Come detto, sono soprattutto cibo fresco, carne, verdura, frutta per i bambini denutriti. Ma anche acqua potabile, tende, kit per l’igiene. Ma soprattutto la dignità, in particolare per le donne. Il meccanismo di ingresso degli aiuti è estremamente lento e le quantità sono del tutto insufficienti. Anche i nostri operatori a Gaza, che sono parte della comunità locale, soffrono la fame mentre cercano aiuti per le loro stesse famiglie.
Come riuscite a garantire l’operatività in un contesto così instabile?
Riceviamo continuamente ordini di evacuazione, da parte dell’esercito di Israele, che costringono la popolazione a spostarsi da una zona all’altra.
Abbiamo dovuto chiudere improvvisamente un nostro presidio medico ad Abu Arif, nella zona di Deir al-Balah, lasciando lì le attrezzature perché era troppo pericoloso. Le abbiamo recuperate solo dopo giorni. Anche il centro medico nel campo di Al-Shati è stato chiuso.
Lo avevamo appena riabilitato e riaperto nel campo profughi di Shorti, ma con i nuovi ordini di evacuazione in atto anche lì, abbiamo dovuto sospendere le attività per alcuni giorni.
Si parla spesso della città di Rafah come destinazione forzata per gli sfollati…
Sembra che l’obiettivo sia concentrare la popolazione in nuovi “hub” a Rafah, che però non offrono nulla di dignitoso. Si cammina per chilometri per un pacco alimentare, senza mezzi di trasporto, con costi insostenibili. È un modo per spingere le persone ad abbandonare Gaza, un giorno, volontariamente. Ma al momento nessuno vuole lasciare la propria terra.
Quali servizi riuscite ancora ad offrire?
Nonostante tutto, Caritas Jerusalem continua a fornire servizi salvavita. Abbiamo dieci presìdi medici attivi, cinque a nord e cinque a sud di Wadi Gaza. Uno di questi è stato chiuso a causa degli ordini di evacuazione, ma i nostri operatori sono determinati a restare al fianco della popolazione. Contiamo su oltre 120 dipendenti, oltre a molti volontari, impegnati a fornire assistenza medica e umanitaria alle fasce più vulnerabili.

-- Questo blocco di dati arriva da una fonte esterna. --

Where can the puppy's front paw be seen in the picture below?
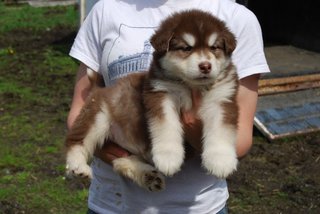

E la comunità cristiana di Gaza?
Vive le stesse sofferenze del resto della popolazione: carenza di cibo e acqua, difficoltà negli spostamenti. Abbiamo tentato di trasferire alcuni nostri operatori dal compound della Sacra Famiglia e da quello ortodosso al centro medico di Al-Shati, ma le strade non sono sicure. La sicurezza del personale è la nostra priorità. Per questo abbiamo dovuto sospendere parzialmente anche quel presidio.
Come reagisce la popolazione, in particolare i cristiani?
Sono ostinati nel voler restare. Non vogliono vivere una nuova Nakba (letteralmente ‘catastrofe’, termine con cui la storiografia araba indica l’esodo forzato di circa 700.000 arabi palestinesi dai territori occupati da Israele nel corso della prima guerra arabo-israeliana del 1948, ndr.). Vogliono ricostruire Gaza, prima le loro anime e poi le case. Anche se la guerra dovesse finire, molti di loro ci dicono che non lasceranno la Striscia. Ci sarà bisogno di progetti, di supporto internazionale, ma lo spirito di resilienza è forte. La speranza è che questa tragedia non segni la fine, ma l’inizio di una rinascita.